A simple Julia implementation

We define our dual number as a struct; here, let $x=a$ be the value of our number, and $\epsilon = \varepsilon b$ be it’s derivative:

struct D <: Number
    x::Float64
    ϵ::Float64
end

We then define corollaries of the chain rule so that our Dual Number can be used:

import Base: +, -, *, /, sin, log, convert, promote_rule

# summation rule
a::D + b::D = D(a.x + b.x, a.ϵ + b.ϵ)
a::D - b::D = D(a.x - b.x, a.ϵ - b.ϵ)

# product rule
a::D * b::D = D(a.x * b.x, (a.x * b.ϵ) + (a.ϵ * b.x) )

# quotient rule
a::D / b::D = D(a.x / b.x, ( (b.x * a.ϵ) - (a.x * b.ϵ) ) / (b.x^2))

# sin & log
sin(a::D) = D(sin(a.x), cos(a.x) * a.ϵ)
log(a::D) = D(log(a.x), 1/a.x * a.ϵ)

# conversion
Base.convert(::Type{D}, x::Real) = D(x, zero(x))

# always promote to Dual
Base.promote_rule(::Type{D}, ::Type{<:Number}) = D

We can try it out on any function of choice: for some $$ f(a, b) = \log \left( ab + \sin(a) \right), $$ we want to compute $$ \frac{\text{d}f}{\text{d}a}. $$

In Julia with our auto-diff:

f(a, b) = log(a * b + sin(a))

a = 3.1
b = 2.4

f(D(a, 1), b)
D(2.0124440881688996, 0.18724182935843758)

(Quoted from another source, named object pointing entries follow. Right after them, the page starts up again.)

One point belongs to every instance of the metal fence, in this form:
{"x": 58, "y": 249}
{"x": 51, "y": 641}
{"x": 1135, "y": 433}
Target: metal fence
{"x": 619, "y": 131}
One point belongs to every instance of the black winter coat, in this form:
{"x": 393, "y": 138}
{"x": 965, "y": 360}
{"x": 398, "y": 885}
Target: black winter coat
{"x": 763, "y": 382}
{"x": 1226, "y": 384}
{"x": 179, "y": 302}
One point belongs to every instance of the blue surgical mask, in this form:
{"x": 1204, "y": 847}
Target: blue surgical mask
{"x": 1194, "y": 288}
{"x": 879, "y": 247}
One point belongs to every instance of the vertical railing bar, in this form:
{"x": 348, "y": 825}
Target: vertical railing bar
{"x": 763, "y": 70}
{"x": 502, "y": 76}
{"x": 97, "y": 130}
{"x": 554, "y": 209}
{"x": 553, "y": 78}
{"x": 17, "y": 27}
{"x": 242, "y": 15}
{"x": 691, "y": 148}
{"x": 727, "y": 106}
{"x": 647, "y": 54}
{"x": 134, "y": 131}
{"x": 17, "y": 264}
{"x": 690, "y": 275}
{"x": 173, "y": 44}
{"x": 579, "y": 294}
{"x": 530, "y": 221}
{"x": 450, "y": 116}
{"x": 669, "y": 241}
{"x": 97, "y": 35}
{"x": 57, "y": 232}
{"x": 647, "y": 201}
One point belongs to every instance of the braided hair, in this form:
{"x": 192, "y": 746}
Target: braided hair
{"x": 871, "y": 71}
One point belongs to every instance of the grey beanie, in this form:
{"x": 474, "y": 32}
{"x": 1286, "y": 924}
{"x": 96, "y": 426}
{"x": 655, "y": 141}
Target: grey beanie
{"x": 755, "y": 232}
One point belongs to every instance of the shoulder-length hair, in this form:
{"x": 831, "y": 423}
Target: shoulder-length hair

Note, we set $\epsilon = 1$ as it represents $\text{d}x / \text{d}x$ in the chain rule expansion.

Comparing to a symbolic result:

f_derivative(a,b) = 1/(a*b + sin(a)) * (b + cos(a)) # symbolic derivative

f_derivative(a, b)
0.18724182935843758
f(D(a,1), b).ϵ  f_derivative(a, b)
true

We can generalize the above for some impressive results, by adding a simple convenience function

derivative(f::Function, x::Number) = f(D(x, one(x))).ϵ
derivative (generic function with 1 method)
derivative(x -> 3*x^2, 5) # -> 6 * x eval at x = 5
30.0

Forward and reverse mode

The concept of forward mode and reverse mode is often discussed in auto-diff literature. A nice overview of the differences is given by Mike Innes.

We’ll use packages for this later. In brief:

  • Forward mode: use for $\mathbb{R} \rightarrow \mathbb{R}^n$

  • Reverse mode: use for $\mathbb{R}^n \rightarrow \mathbb{R}$

Example: Babylonian square root

The Babylonian square root is an algorithm for calculating the square root of a number, up to a given repeated precision.

In short, it is repeatedly applying $$ t \mapsto \left( t + \frac{1}{2} x \right) $$ until $t$ converges on $\sqrt{x}$. In Julia:

@inline function Babylonian(x; N=10)
    t = (1 + x) / 2
    for i = 2:N
        t = (t + x/t) / 2
    end
    t
end
Babylonian (generic function with 1 method)

Comparing the accuracy of the algorithm:

Babylonian(2), 2
(1.414213562373095, 1.4142135623730951)

With this implementation, we can obtain an implementation for the derivative for free:

Babylonian(D(5, 1))
D(2.23606797749979, 0.22360679774997896)

Note that the LLVM optimizer uses parallelized instructions in the above (check with @code_native).

Forward mode with ForwardDiff.jl

Our above has been implemented much more extensively and complete in the ForwardDiff.jl package (and associated DiffRules.jl).

ForwardDiff provides the concept of a dual number for us, as well as all the requesite chain rule applications. It is extremely simple to use:

using ForwardDiff

ForwardDiff.derivative(Babylonian, 5)
0.223606797749979
?ForwardDiff.derivative
ForwardDiff.derivative(f, x::Real)

Return df/dx evaluated at x, assuming f is called as f(x).

This method assumes that isa(f(x), Union{Real,AbstractArray}).


ForwardDiff.derivative(f!, y::AbstractArray, x::Real, cfg::DerivativeConfig = DerivativeConfig(f!, y, x), check=Val{true}())

Return df!/dx evaluated at x, assuming f! is called as f!(y, x) where the result is stored in y.

Set check to Val{false}() to disable tag checking. This can lead to perturbation confusion, so should be used with care.

Reverse mode with Zygote.jl

An implementation of reverse mode auto-diff is in Zygote.jl, which is the basis of most of the Julia ML ecosystem.

Similarly to ForwardDiff, Zygote is very straight forward to use:

using Zygote

gradient(Babylonian, 5)
(0.22360679774997896,)
?gradient
search: gradient
gradient(f, args...)

Returns a tuple containing ∂f/∂x for each argument x, the derivative (for scalar x) or the gradient.

f(args...) must be a real number, see jacobian for array output.